The Zouave is an 1856 stone statue by French artist Georges Diebolt, which has been sited on the Pont de l'Alma in Paris since the 1850s. The statue is used as an informal flood marker for the level of the River Seine in Paris.
An arch bridge over the Seine was first constructed at this location in Paris in the 1850s, connecting the Avenue George V (formerly the Avenue d'Alma) to the Quai d'Orsay and Quai Branly. The new bridge was named after the 1854 Battle of Alma in the Crimean War. The two supporting piers of the bridge in the river were decorated with military sculptures, one on each side of each pier. Each of the four sculptures depicts a French soldier from the Crimean War: a Zouave and a grenadier by Georges Diebolt, and a chasseur and an artilleryman by Auguste Arnaud.
Three of the four statues on the Pont de l'Alma were removed and relocated when the bridge was reconstructed as a wider girder bridge in the 1970s, but The Zouave was reinstalled on the new bridge, although in a somewhat lower position.
The French Zouave wears the traditional uniform based on the styles of clothing worn in North Africa in the early 1800s, with a short open-fronted jacket, sashes, and baggy trousers (sirwal) gathered above the ankle. The figure has removed its fez, and is resting on a grounded rifle. The statue is high and weighs 8 tonnes. It is said to have been modelled on André-Louis Gody.

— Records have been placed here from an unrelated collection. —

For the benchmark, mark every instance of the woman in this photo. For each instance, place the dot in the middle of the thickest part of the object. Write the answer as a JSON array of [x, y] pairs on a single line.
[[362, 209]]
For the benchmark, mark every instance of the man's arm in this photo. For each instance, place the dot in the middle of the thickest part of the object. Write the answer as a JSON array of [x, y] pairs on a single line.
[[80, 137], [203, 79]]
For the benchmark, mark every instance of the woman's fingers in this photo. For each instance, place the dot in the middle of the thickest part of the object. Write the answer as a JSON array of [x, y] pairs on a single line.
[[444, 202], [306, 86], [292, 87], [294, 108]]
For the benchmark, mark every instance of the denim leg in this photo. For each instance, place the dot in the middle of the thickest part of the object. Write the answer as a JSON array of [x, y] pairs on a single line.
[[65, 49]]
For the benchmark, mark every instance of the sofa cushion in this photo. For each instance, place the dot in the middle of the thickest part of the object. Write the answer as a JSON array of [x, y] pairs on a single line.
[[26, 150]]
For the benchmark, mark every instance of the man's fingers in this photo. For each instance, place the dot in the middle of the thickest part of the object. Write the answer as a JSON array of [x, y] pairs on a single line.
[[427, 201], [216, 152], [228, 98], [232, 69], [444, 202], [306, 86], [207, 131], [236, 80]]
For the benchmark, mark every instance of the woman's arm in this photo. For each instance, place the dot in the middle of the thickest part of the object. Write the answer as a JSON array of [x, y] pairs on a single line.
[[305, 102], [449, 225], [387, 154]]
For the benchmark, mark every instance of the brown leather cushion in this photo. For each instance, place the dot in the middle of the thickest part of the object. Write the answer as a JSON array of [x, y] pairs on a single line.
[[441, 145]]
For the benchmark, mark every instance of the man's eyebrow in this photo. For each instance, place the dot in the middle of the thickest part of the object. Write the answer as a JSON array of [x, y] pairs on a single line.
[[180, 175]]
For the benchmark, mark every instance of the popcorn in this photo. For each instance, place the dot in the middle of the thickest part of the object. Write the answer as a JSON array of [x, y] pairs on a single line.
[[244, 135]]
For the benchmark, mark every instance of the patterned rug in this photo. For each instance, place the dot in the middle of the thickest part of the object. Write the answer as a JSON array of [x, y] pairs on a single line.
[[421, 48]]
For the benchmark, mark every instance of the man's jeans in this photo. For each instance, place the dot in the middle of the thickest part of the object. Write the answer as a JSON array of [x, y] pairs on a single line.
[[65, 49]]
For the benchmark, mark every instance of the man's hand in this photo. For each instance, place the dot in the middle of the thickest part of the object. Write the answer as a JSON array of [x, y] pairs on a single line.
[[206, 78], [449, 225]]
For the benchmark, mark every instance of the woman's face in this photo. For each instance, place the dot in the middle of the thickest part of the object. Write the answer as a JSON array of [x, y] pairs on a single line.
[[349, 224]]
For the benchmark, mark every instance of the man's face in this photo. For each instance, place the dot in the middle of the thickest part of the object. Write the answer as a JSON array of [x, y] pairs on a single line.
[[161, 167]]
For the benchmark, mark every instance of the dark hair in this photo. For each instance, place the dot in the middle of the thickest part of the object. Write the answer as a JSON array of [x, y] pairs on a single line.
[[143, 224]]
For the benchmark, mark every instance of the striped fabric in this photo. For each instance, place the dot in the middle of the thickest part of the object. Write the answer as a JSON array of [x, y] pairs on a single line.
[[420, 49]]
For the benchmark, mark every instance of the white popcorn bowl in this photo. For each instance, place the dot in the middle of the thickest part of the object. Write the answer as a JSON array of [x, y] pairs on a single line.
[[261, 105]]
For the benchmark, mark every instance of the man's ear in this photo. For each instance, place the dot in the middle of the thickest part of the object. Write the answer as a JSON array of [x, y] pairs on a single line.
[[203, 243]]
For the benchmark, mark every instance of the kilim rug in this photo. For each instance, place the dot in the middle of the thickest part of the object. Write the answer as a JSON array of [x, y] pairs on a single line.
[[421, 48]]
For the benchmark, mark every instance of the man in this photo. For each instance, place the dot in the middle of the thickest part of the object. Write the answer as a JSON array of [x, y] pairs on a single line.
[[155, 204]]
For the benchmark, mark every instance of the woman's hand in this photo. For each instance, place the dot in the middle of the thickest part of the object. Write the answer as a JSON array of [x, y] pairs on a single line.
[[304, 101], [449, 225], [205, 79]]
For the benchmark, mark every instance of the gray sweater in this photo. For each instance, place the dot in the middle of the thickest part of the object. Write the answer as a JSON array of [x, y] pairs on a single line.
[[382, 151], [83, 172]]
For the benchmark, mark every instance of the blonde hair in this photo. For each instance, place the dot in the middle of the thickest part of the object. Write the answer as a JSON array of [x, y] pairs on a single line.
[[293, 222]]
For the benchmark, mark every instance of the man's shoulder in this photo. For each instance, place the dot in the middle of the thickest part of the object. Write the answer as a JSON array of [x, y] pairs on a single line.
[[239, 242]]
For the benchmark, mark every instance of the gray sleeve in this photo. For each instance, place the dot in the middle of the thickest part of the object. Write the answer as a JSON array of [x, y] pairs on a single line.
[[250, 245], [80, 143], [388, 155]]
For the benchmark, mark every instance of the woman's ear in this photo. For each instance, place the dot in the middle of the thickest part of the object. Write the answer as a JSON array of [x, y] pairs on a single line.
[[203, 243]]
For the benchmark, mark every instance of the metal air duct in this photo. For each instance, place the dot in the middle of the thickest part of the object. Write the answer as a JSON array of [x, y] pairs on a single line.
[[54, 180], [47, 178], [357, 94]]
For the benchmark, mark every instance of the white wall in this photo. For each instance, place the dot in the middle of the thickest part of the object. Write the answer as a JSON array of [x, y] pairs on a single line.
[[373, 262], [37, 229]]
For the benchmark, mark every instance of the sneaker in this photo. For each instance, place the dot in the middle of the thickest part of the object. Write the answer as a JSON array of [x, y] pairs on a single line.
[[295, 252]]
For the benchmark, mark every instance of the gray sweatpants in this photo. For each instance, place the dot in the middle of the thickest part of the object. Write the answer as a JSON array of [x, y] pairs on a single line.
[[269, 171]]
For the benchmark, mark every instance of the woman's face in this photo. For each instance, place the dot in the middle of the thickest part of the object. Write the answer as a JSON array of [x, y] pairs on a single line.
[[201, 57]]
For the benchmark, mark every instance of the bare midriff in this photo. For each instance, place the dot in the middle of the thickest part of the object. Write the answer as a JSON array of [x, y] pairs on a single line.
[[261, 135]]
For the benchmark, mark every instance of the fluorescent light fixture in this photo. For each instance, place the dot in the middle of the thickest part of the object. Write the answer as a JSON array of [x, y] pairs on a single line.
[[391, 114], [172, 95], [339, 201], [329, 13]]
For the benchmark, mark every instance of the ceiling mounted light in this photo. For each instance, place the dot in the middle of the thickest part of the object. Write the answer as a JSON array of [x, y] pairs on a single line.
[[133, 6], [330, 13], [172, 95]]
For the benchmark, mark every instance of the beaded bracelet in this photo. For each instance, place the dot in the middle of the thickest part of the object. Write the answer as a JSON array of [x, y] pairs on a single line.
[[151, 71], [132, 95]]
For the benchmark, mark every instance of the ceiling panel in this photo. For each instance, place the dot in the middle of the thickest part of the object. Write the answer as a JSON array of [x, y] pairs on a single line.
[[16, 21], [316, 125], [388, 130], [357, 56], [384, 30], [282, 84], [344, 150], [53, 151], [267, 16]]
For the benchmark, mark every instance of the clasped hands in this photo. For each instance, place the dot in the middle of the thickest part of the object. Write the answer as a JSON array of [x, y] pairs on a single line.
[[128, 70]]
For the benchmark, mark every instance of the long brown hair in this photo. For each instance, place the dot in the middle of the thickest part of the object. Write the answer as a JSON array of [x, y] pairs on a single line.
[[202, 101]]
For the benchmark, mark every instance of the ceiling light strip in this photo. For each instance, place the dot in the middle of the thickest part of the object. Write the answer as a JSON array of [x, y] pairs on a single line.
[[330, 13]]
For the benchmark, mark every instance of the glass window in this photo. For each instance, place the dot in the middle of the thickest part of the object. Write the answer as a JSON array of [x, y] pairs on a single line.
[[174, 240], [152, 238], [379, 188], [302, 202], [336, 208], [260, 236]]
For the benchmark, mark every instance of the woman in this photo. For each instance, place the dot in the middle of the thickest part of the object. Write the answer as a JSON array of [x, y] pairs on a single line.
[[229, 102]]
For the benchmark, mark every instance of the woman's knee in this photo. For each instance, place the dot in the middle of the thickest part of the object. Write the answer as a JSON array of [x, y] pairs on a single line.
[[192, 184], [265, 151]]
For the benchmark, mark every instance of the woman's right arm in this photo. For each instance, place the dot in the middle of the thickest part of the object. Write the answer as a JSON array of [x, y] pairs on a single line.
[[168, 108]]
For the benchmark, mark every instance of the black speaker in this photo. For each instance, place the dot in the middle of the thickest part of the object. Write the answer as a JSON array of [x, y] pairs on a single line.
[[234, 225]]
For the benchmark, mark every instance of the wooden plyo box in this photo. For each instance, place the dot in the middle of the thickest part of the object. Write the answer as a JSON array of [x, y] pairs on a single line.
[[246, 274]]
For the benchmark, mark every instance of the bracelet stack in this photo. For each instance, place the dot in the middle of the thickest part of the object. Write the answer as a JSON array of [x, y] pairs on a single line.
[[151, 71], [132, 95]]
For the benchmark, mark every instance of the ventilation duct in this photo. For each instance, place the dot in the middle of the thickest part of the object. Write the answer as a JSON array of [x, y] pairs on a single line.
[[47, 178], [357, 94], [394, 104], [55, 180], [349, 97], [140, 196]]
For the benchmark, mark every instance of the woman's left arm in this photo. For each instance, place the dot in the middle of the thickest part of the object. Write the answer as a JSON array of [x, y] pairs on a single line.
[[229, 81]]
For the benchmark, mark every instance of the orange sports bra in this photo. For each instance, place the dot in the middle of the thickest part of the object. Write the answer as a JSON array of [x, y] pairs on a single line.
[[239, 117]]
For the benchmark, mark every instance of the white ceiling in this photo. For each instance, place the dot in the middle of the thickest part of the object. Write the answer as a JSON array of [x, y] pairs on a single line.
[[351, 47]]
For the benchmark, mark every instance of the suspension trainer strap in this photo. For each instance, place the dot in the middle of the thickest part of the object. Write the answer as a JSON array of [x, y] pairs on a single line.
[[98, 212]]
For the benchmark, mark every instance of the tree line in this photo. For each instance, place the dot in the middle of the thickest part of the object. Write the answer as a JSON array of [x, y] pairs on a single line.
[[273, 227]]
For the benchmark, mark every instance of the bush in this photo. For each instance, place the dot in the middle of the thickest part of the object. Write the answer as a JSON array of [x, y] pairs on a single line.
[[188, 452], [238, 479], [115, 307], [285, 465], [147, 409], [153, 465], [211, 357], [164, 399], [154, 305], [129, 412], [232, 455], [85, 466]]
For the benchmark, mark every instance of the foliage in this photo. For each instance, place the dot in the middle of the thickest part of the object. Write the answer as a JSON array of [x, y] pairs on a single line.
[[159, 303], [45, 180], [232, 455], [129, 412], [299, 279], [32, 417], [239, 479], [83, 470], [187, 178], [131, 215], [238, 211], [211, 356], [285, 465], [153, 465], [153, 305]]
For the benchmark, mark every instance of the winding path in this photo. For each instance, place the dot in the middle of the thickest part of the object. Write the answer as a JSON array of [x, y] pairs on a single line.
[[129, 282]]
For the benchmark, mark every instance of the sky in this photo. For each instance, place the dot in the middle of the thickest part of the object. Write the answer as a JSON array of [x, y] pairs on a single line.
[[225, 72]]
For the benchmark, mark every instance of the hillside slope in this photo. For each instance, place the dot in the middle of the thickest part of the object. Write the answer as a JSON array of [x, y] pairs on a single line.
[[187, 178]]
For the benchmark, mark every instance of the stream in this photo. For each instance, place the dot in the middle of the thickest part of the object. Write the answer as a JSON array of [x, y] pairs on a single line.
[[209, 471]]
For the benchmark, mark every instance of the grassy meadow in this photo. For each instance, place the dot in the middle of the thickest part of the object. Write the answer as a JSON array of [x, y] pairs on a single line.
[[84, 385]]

The Zouave statue is used as an informal flood marker in Paris: the footpaths along the embankments beside the Seine were usually closed when the level of the river reached the feet of The Zouave, and the river was unnavigable by the time it reached his thighs. At the time of the 1910 Great Flood of Paris, the floodwater reached his shoulders. The official point for measuring the level of the river is now at the Pont d'Austerlitz: before 1876 it was at Pont de la Tournelle.